8. Our struggle is not confined to the issues of land, wages and employment alone. As producers and workers, we have every right to secure a decent standard of living and an improved quality of life. But our children are still held in social and cultural bondage, they have to bear the burden of illiteracy and malnutrition, educational backwardness and all sorts of discrimination. We know that it is not possible to bring about any significant and durable improvement in our lives without changing the existing order based on exploitation and oppression of the working majority. And political power holds the key to any major socio-economic and cultural transformation.

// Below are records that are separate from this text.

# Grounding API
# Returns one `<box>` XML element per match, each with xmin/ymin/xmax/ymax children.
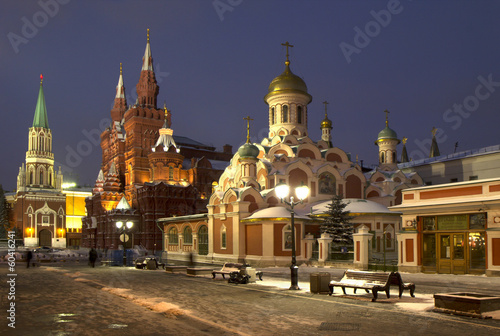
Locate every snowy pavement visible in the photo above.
<box><xmin>0</xmin><ymin>263</ymin><xmax>500</xmax><ymax>335</ymax></box>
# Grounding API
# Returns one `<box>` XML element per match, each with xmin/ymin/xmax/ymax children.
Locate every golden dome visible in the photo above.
<box><xmin>321</xmin><ymin>116</ymin><xmax>332</xmax><ymax>128</ymax></box>
<box><xmin>264</xmin><ymin>61</ymin><xmax>312</xmax><ymax>101</ymax></box>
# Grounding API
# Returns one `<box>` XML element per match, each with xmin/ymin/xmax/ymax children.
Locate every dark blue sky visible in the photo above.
<box><xmin>0</xmin><ymin>0</ymin><xmax>500</xmax><ymax>190</ymax></box>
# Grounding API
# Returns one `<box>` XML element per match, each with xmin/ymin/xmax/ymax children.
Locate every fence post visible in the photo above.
<box><xmin>318</xmin><ymin>233</ymin><xmax>333</xmax><ymax>262</ymax></box>
<box><xmin>352</xmin><ymin>225</ymin><xmax>372</xmax><ymax>270</ymax></box>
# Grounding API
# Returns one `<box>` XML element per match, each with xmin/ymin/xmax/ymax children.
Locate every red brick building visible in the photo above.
<box><xmin>82</xmin><ymin>31</ymin><xmax>232</xmax><ymax>250</ymax></box>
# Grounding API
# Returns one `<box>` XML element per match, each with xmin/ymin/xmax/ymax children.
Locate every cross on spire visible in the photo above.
<box><xmin>243</xmin><ymin>116</ymin><xmax>253</xmax><ymax>143</ymax></box>
<box><xmin>384</xmin><ymin>110</ymin><xmax>391</xmax><ymax>127</ymax></box>
<box><xmin>281</xmin><ymin>41</ymin><xmax>293</xmax><ymax>65</ymax></box>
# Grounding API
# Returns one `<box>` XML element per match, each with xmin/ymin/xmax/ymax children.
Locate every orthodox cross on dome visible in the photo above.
<box><xmin>243</xmin><ymin>116</ymin><xmax>254</xmax><ymax>143</ymax></box>
<box><xmin>281</xmin><ymin>41</ymin><xmax>293</xmax><ymax>65</ymax></box>
<box><xmin>384</xmin><ymin>110</ymin><xmax>391</xmax><ymax>127</ymax></box>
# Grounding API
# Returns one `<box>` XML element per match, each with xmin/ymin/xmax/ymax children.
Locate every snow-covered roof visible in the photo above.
<box><xmin>306</xmin><ymin>198</ymin><xmax>395</xmax><ymax>215</ymax></box>
<box><xmin>245</xmin><ymin>206</ymin><xmax>311</xmax><ymax>220</ymax></box>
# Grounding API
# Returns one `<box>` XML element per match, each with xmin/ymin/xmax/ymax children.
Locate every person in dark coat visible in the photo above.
<box><xmin>26</xmin><ymin>250</ymin><xmax>33</xmax><ymax>268</ymax></box>
<box><xmin>89</xmin><ymin>248</ymin><xmax>97</xmax><ymax>267</ymax></box>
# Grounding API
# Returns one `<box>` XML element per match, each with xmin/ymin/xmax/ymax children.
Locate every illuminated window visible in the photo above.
<box><xmin>281</xmin><ymin>105</ymin><xmax>288</xmax><ymax>123</ymax></box>
<box><xmin>220</xmin><ymin>225</ymin><xmax>227</xmax><ymax>249</ymax></box>
<box><xmin>184</xmin><ymin>226</ymin><xmax>193</xmax><ymax>244</ymax></box>
<box><xmin>168</xmin><ymin>228</ymin><xmax>179</xmax><ymax>245</ymax></box>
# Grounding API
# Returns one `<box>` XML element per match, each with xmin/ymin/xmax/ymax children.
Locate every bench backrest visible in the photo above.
<box><xmin>221</xmin><ymin>263</ymin><xmax>243</xmax><ymax>272</ymax></box>
<box><xmin>341</xmin><ymin>270</ymin><xmax>392</xmax><ymax>285</ymax></box>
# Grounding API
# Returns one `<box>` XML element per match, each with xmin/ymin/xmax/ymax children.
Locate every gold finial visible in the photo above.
<box><xmin>384</xmin><ymin>110</ymin><xmax>390</xmax><ymax>127</ymax></box>
<box><xmin>281</xmin><ymin>41</ymin><xmax>293</xmax><ymax>65</ymax></box>
<box><xmin>243</xmin><ymin>116</ymin><xmax>253</xmax><ymax>143</ymax></box>
<box><xmin>323</xmin><ymin>100</ymin><xmax>330</xmax><ymax>118</ymax></box>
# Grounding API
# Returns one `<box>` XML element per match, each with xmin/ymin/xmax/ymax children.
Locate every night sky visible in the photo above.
<box><xmin>0</xmin><ymin>0</ymin><xmax>500</xmax><ymax>190</ymax></box>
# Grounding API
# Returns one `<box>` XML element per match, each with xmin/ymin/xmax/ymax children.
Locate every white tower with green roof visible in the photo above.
<box><xmin>17</xmin><ymin>75</ymin><xmax>62</xmax><ymax>191</ymax></box>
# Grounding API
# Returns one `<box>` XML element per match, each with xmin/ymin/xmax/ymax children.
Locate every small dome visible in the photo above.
<box><xmin>377</xmin><ymin>126</ymin><xmax>398</xmax><ymax>140</ymax></box>
<box><xmin>321</xmin><ymin>117</ymin><xmax>332</xmax><ymax>128</ymax></box>
<box><xmin>238</xmin><ymin>142</ymin><xmax>260</xmax><ymax>159</ymax></box>
<box><xmin>268</xmin><ymin>64</ymin><xmax>307</xmax><ymax>93</ymax></box>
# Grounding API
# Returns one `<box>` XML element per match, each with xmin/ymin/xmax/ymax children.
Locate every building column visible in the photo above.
<box><xmin>318</xmin><ymin>233</ymin><xmax>333</xmax><ymax>262</ymax></box>
<box><xmin>396</xmin><ymin>230</ymin><xmax>420</xmax><ymax>273</ymax></box>
<box><xmin>303</xmin><ymin>233</ymin><xmax>315</xmax><ymax>260</ymax></box>
<box><xmin>352</xmin><ymin>225</ymin><xmax>372</xmax><ymax>270</ymax></box>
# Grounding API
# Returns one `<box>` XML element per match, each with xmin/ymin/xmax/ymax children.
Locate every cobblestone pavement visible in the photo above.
<box><xmin>0</xmin><ymin>263</ymin><xmax>500</xmax><ymax>335</ymax></box>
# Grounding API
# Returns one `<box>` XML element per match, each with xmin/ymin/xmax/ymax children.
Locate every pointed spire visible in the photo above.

This is why the ruling classes and their state, all the old and new forces of domination are filled with horror when they see us rising and marching with the red flag.
9. We are confident of victory in this protracted war because we know our strength. We are the largest contingent of the Indian working class. And we are a growing army: the proportion of landless households to total rural households increased from 35 per cent in 1987 to 41 per cent in 2000. We are not alone, we encompass and have close ties with the vast majority of toilers and so-called weaker sections of society – dalits and other oppressed backward castes, adivasis, women, national and religious minorities – whose multiple movements together are contributing to a mighty awakening and assertion of the Indian people for democracy, development, social justice and genuine independence. Together with the industrial workers and the labouring peasantry we constitute a formidable force, the biggest and strongest bulwark for freedom, democracy and people’s unity.
10. We are the inheritors of a glorious legacy of heroic peasant rebellions and militant people’s struggles. Our predecessors have shed their precious blood to free this country from the yoke of British colonialism and thousands of our brothers and sisters are still waging valiant struggles for a better tomorrow, for a real people’s democracy and socialism. We have to build on this great heritage to chart a new course of advance. In the course of our fight for land and liberty, dignity and democracy, we have been putting up a bold resistance to imperialist domination and the forces of feudal reaction and communal fascist violence. Now we have reached a stage where we must be able to make our presence felt as a class, not just at the grassroots and in the rural society, but on the national plane and in the country as a whole. Under the leadership of the Communist Party, the revolutionary party of the proletariat and in close solidarity with the toiling, struggling millions, we shall eradicate feudalism, and defeat the emerging reactionary kulak power to march ahead to a new India, a people’s democratic India, a socialist India.